Summary of Results Linking PCBs and Skin Cancer

(Each entry represents one finding in a study. Some studies had multiple findings.)

• study found an association between PCB exposure in an occupational environment and mortality from malignant melanoma
• more deaths were observed than expected for malignant melanoma (8 observed, but less than 2 expected)
• all skin cancer deaths were due to malignant melanoma
• excess mortality applied to both sexes
• all 8 melanoma deaths occurred 5 or more years after initial employment
• risk of malignant melanoma was not related to cumulative PCB exposure.
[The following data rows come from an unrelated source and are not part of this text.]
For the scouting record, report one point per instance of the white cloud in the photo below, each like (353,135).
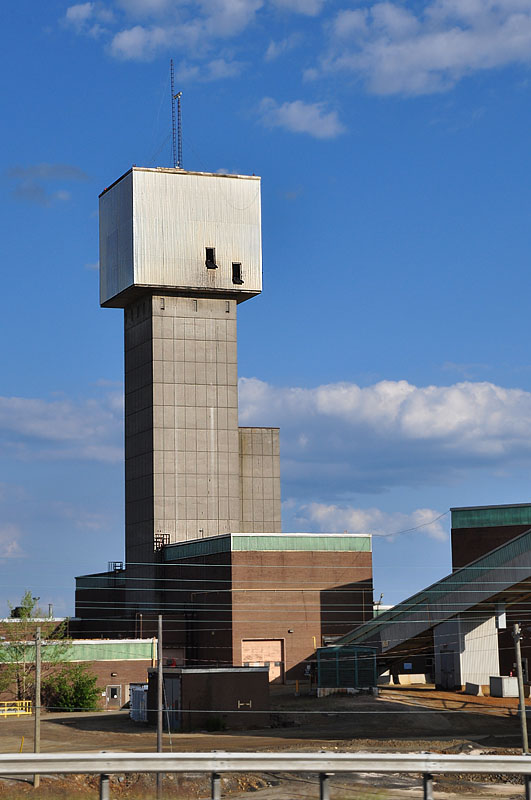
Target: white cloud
(32,183)
(88,18)
(332,518)
(89,430)
(140,43)
(398,51)
(280,48)
(308,7)
(300,117)
(341,439)
(145,8)
(143,29)
(10,536)
(215,70)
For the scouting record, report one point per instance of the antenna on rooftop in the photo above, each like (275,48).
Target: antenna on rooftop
(176,126)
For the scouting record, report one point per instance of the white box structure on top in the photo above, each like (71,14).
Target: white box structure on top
(180,232)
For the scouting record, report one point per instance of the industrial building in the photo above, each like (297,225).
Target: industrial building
(203,543)
(459,628)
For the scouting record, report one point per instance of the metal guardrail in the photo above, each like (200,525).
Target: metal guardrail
(14,708)
(323,763)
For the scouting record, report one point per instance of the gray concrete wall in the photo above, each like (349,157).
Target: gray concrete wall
(182,448)
(260,480)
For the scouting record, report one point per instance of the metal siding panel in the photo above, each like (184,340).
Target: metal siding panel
(479,656)
(116,239)
(177,215)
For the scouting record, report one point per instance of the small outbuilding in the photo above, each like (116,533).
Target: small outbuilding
(211,698)
(346,667)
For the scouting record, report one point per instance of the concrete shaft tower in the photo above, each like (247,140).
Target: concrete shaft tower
(178,252)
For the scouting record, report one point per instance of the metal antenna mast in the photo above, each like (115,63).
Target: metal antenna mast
(176,127)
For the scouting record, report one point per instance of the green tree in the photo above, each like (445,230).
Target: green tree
(17,650)
(72,688)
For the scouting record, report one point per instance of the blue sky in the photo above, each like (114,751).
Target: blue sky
(391,341)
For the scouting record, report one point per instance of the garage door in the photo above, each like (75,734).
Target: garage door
(265,653)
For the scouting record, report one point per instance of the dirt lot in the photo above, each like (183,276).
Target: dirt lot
(402,719)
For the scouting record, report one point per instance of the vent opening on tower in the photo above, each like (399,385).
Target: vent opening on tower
(210,259)
(237,273)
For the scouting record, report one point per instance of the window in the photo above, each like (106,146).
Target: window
(237,273)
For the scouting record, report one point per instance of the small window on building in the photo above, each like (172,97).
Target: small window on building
(210,259)
(237,273)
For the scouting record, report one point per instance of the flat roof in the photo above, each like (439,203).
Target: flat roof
(280,542)
(179,171)
(480,508)
(491,516)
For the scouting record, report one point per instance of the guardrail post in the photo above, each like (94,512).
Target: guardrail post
(104,787)
(216,786)
(324,785)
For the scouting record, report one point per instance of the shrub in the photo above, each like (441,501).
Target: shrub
(72,688)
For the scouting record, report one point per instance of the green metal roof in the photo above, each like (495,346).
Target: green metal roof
(491,516)
(81,650)
(241,542)
(464,588)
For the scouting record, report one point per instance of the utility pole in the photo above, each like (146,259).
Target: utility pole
(37,701)
(517,636)
(160,679)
• an association between employment at this factory and malignant melanoma seems to be evident
• mortality rates from malignant melanoma were increased among men with any experience in potentially PCB exposed jobs
• the data suggest that PCBs cause cancer, with malignant melanoma being of particular concern in the electrical industry
• an elevated number of melanoma cases occurred among 72 people studied
• there are biologic reasons for assuming a connection between exposure to PCBs and melanomas such as the occurrence of chloracne
• medical conditions which have arisen among the PCB exposed population include malignant melanoma of the skin
• medical surveillance indicated that PCB exposed workers showed signs of chloracne, transient skin rashes, and skin cancer
• several cases of skin cancer, including one malignant melanoma, were found in PCB exposed workers.
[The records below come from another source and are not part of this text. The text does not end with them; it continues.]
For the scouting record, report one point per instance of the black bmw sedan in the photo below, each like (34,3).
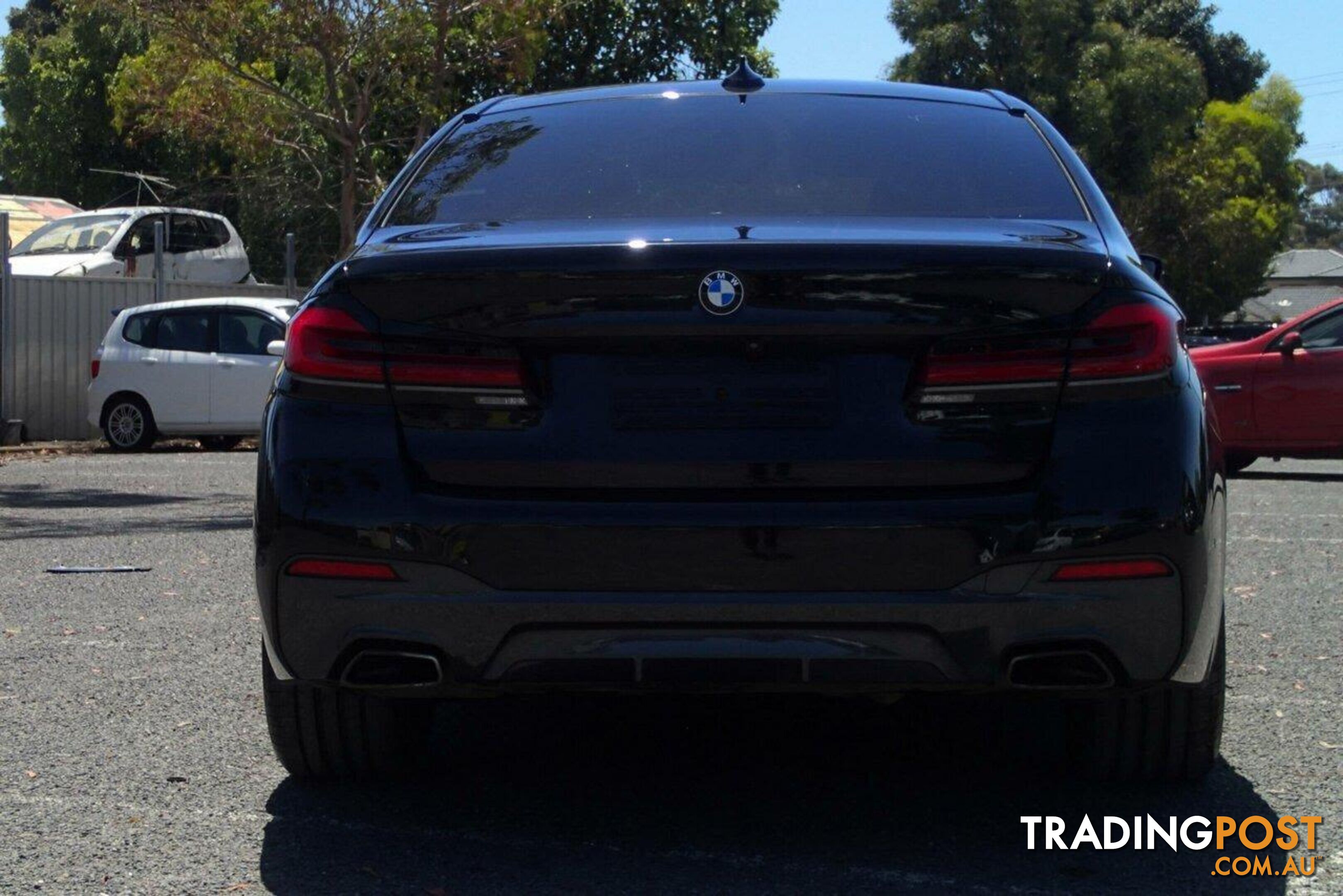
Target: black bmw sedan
(751,386)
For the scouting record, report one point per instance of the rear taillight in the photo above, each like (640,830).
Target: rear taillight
(331,344)
(1010,359)
(1124,342)
(1127,340)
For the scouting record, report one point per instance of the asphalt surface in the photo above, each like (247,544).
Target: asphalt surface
(134,751)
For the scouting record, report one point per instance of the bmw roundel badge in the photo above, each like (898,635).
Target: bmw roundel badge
(721,293)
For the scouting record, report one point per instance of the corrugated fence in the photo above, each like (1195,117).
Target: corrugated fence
(56,324)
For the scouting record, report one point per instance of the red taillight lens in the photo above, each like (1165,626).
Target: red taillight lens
(1097,570)
(1017,359)
(328,343)
(454,370)
(1127,340)
(341,570)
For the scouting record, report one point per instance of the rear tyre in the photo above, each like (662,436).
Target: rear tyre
(221,443)
(128,425)
(1172,733)
(324,734)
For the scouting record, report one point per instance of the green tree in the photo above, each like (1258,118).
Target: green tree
(1223,203)
(1321,215)
(56,66)
(595,42)
(1158,104)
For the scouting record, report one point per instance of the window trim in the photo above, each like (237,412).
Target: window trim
(1276,344)
(211,340)
(245,309)
(154,317)
(412,174)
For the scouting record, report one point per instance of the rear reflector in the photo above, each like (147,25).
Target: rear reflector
(341,570)
(1095,570)
(331,344)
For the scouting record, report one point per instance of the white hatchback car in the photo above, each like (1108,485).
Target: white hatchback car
(197,368)
(120,242)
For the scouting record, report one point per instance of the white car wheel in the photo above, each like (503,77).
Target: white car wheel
(129,426)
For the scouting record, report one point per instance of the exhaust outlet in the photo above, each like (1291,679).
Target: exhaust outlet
(378,668)
(1059,670)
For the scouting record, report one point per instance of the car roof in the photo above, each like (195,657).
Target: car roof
(265,303)
(144,210)
(774,86)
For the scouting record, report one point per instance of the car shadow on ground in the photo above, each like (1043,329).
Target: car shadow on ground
(1288,476)
(767,794)
(26,512)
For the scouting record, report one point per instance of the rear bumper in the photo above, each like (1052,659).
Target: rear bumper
(497,641)
(933,592)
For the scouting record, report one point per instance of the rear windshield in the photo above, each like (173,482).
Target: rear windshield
(786,155)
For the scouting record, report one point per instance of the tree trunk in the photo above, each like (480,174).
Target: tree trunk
(349,197)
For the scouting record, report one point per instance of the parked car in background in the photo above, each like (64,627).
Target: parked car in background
(877,399)
(30,213)
(1280,394)
(198,368)
(120,242)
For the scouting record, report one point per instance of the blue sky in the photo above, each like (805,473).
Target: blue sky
(1301,38)
(852,39)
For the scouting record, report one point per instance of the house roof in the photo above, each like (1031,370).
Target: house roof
(1302,264)
(30,213)
(1286,303)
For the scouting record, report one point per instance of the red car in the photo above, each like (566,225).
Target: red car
(1280,394)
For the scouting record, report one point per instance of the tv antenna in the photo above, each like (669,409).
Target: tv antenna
(143,183)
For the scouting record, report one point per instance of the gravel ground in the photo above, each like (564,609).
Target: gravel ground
(134,753)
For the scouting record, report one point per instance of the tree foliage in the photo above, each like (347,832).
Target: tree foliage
(1161,105)
(54,74)
(1223,205)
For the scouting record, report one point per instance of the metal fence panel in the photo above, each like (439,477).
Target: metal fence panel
(56,324)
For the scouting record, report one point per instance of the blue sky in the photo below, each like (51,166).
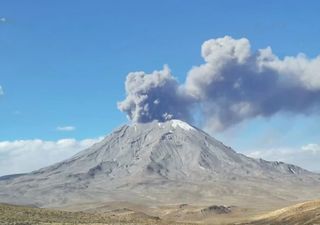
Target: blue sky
(64,63)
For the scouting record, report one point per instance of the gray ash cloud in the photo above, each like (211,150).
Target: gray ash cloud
(233,84)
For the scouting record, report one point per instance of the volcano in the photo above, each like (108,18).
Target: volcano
(157,163)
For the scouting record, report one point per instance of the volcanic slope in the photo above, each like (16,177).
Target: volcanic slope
(161,163)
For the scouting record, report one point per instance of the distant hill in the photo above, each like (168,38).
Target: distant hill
(161,163)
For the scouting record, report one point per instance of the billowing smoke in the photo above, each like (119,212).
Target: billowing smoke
(232,85)
(154,96)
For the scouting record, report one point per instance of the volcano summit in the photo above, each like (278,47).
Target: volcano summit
(160,163)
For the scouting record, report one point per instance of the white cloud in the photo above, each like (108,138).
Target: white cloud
(66,128)
(22,156)
(307,156)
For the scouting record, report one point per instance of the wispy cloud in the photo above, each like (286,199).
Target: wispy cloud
(66,128)
(22,156)
(307,156)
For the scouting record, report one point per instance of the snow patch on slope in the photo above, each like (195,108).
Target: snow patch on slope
(181,124)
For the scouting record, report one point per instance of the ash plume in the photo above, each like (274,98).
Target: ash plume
(233,84)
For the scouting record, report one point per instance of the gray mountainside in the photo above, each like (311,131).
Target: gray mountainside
(160,163)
• an increase in the standardized incidence ratio was detected for malignant melanoma
• the risk for malignant melanoma and combined exposures to magnetic fields and possible exposure to electric discharges or to oils contaminated with polychlorinated biphenyls showed a tendency toward an effect.
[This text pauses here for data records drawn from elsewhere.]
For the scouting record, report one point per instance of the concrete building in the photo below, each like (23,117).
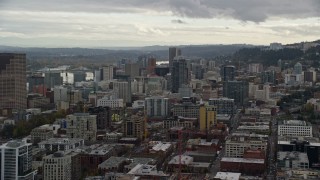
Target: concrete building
(186,109)
(237,90)
(42,133)
(123,90)
(294,128)
(173,52)
(309,145)
(228,73)
(188,165)
(132,69)
(103,116)
(110,102)
(188,123)
(292,160)
(310,76)
(179,74)
(16,160)
(57,166)
(207,117)
(157,106)
(81,125)
(297,69)
(237,143)
(248,166)
(255,68)
(60,144)
(223,105)
(60,94)
(107,73)
(134,127)
(13,80)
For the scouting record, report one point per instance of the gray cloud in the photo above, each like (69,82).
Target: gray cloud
(178,21)
(244,10)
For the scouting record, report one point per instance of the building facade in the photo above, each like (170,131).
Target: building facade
(223,105)
(16,160)
(179,74)
(157,106)
(81,125)
(295,128)
(13,80)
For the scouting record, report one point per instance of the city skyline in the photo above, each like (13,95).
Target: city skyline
(144,23)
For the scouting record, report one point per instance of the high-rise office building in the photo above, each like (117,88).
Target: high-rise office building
(107,72)
(297,69)
(103,116)
(207,116)
(13,81)
(237,90)
(180,74)
(173,52)
(134,127)
(228,73)
(123,89)
(16,160)
(157,106)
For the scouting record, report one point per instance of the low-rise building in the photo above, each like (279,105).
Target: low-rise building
(60,144)
(247,166)
(44,132)
(237,143)
(61,166)
(292,160)
(294,128)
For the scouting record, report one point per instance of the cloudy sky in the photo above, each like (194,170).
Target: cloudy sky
(110,23)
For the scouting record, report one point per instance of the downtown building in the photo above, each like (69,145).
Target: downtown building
(81,125)
(157,106)
(13,80)
(16,160)
(180,74)
(223,105)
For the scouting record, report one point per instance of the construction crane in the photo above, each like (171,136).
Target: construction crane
(180,139)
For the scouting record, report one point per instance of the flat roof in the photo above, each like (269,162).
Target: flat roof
(228,175)
(243,160)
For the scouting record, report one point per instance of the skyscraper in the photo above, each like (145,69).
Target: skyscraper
(207,116)
(228,73)
(173,52)
(16,160)
(180,74)
(13,80)
(107,72)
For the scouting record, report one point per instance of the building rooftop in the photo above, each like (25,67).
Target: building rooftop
(294,123)
(185,160)
(146,170)
(61,141)
(301,157)
(15,144)
(112,162)
(243,160)
(162,146)
(228,176)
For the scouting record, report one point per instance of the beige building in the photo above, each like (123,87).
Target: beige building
(134,127)
(13,80)
(81,125)
(40,134)
(57,166)
(237,143)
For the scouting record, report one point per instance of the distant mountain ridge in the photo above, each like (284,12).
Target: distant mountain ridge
(205,51)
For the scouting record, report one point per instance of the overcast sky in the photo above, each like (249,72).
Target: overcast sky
(110,23)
• PCBs are halogenated aromatic compounds which cause chloracne
• skin lesions can develop into skin cancer
• melanoma and fluorescent lighting [with PCB-containing ballasts] may be associated
• the cluster of melanoma cases among workers in high energy research laboratories may be an example
• studies indicate PCBs may be involved in development of malignant melanoma
• the increasing incidence of malignant melanoma may be due to the interrelation of exposure to sunlight with chemical pollution of the environment
• a possible cause of malignant melanoma may be artificial stimulation of melanocytes with xenobiotic substrates or an excess of natural substrate
• excess risk for melanoma found in electrical engineers (3 deaths vs. 0.9 expected) --- [electrical equipment has frequently contained PCBs]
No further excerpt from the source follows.